If time is assumed to be independent of social practices, (African) men (and women) are reduced to being spectators engaged in involuntary movement which is unidirectional (linear), objective, and mechanical.
By negating men (and women) as historical subjects, their capacity to be free is simultaneously denied.”
David Lan saw the African liberation movement as following a line which came to boundaries, walls, fences and cliffs which in the colonial view of ‘traditional society’ could not be crossed or penetrated, just as the spirit of Nehanda was not supposed to penetrate the perimeter walls and fences of the foreign-sponsored missionary school or seminary.
But African memory is modelled after the ubiquitous dariro (circle).
It radiates.
The guerillas on arrival in Dande joined the dariro or circle of memory which at once integrates past, present and future.
The circle was adjusted creatively and the freedom fighters were defined in it as part of the royal lineage precisely because of their role in rescuing the three bases of memory and therefore helping to reconstruct the collective African memory of Zimbabwe.

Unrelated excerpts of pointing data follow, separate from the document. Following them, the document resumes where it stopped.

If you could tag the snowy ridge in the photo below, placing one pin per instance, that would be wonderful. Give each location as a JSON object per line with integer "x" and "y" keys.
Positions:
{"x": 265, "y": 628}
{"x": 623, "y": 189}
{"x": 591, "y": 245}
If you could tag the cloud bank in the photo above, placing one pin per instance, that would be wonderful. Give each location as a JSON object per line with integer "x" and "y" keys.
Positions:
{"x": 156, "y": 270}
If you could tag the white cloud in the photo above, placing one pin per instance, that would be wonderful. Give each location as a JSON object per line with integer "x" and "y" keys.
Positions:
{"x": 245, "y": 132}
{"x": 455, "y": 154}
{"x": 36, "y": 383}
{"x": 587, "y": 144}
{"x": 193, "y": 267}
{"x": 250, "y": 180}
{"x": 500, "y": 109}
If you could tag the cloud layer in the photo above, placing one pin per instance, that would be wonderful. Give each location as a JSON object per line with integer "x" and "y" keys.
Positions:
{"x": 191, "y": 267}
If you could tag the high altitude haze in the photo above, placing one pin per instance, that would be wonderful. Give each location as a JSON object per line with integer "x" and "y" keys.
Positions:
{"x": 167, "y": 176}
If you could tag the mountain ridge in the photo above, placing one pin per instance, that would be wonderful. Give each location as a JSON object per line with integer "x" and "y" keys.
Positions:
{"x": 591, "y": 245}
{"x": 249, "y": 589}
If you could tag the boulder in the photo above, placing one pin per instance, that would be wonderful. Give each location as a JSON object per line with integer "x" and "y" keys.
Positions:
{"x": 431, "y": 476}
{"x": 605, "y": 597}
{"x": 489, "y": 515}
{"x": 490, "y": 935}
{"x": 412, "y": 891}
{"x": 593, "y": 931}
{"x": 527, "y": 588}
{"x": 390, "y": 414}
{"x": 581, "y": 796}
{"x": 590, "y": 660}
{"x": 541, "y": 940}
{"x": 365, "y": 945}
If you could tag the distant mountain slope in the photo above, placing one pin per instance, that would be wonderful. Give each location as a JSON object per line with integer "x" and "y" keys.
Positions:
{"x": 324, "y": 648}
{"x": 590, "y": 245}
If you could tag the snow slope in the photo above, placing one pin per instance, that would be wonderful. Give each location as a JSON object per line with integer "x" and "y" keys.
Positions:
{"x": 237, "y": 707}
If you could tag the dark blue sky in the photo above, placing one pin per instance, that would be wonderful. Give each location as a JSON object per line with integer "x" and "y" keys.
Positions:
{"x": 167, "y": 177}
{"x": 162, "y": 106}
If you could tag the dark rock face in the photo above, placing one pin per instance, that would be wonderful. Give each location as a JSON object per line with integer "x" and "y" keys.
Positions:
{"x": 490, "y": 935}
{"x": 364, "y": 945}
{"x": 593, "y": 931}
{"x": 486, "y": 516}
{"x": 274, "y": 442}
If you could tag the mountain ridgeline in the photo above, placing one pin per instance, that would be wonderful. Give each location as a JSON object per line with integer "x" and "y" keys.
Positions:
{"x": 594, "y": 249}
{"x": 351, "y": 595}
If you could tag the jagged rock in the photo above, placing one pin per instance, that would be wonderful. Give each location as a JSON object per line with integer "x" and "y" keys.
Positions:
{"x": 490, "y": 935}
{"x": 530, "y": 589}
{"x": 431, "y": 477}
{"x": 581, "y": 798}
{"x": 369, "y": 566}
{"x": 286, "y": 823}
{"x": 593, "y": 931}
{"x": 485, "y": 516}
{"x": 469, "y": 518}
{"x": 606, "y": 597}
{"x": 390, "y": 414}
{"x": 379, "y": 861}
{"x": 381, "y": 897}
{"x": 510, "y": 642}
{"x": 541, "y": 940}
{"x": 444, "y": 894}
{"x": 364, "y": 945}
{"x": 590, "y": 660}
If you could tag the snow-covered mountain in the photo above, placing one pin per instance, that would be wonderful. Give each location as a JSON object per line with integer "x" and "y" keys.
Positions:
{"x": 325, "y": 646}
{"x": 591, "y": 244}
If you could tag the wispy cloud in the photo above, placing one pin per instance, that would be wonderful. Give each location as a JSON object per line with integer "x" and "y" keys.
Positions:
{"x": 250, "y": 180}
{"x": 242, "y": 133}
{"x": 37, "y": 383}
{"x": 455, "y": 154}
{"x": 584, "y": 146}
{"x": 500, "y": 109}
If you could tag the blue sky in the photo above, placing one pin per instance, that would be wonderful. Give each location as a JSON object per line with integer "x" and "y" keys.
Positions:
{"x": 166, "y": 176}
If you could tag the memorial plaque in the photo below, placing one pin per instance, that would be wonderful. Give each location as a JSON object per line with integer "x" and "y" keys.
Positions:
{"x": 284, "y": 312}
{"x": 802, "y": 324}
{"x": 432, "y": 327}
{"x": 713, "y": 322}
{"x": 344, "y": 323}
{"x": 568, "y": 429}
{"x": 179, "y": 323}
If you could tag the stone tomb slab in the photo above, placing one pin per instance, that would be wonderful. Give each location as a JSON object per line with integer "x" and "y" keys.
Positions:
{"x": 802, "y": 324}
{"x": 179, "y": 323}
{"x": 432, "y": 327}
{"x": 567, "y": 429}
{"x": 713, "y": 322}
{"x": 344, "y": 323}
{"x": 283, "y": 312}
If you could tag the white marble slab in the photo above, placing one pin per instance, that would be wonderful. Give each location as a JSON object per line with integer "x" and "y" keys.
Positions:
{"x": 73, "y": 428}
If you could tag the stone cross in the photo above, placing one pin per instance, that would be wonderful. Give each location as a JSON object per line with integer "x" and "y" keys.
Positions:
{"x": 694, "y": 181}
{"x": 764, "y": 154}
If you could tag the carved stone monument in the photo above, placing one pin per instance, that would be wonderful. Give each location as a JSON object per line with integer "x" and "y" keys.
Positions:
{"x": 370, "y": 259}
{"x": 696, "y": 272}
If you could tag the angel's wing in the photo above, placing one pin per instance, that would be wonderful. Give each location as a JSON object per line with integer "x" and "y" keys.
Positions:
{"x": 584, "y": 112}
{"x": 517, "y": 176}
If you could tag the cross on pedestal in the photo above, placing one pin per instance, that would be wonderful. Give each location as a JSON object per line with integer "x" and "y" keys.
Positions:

One of the bases was the land, stolen, occupied and defiled by the settler.
He or she who reclaims the land and possesses it becomes royalty.
The second base was the African body surviving the white chattel plantations of slavery, the African body surviving the single-sex labour barracks and compounds of apartheid and Witwatersrand Native Labour Association (WNLA), the African figure now able to stand on its own ground after abolishing the Vagrancy Act and its no-trespassing signs.
The third base for this African memory was the African institution, that is the engine for creating relationships.
On arrival in Dande, the freedom fighters introduced the African institution which was going to reclaim and reconstruct lost institutions while also creating new ones.
That one institution was the African liberation movement. That institution is still, to this day, the target of the whiteman’s on-going onslaught on Zimbabwe.
By restoring these first three bases, the freedom fighters deserved to be incorporated into the African circle of Dande as royalty.
What surprised Lan was the native dynamism and contemporary flexibility of this African memory.
In short, ‘Operation Restore Legacy’ succeeded because the Zimbabwe Defence Forces (ZDF), as the successor to the liberation fighters, has nurtured its relationship with the community in the form of optimal civil-military relations and in the form of international peace-keeping missions within the United Nations systems.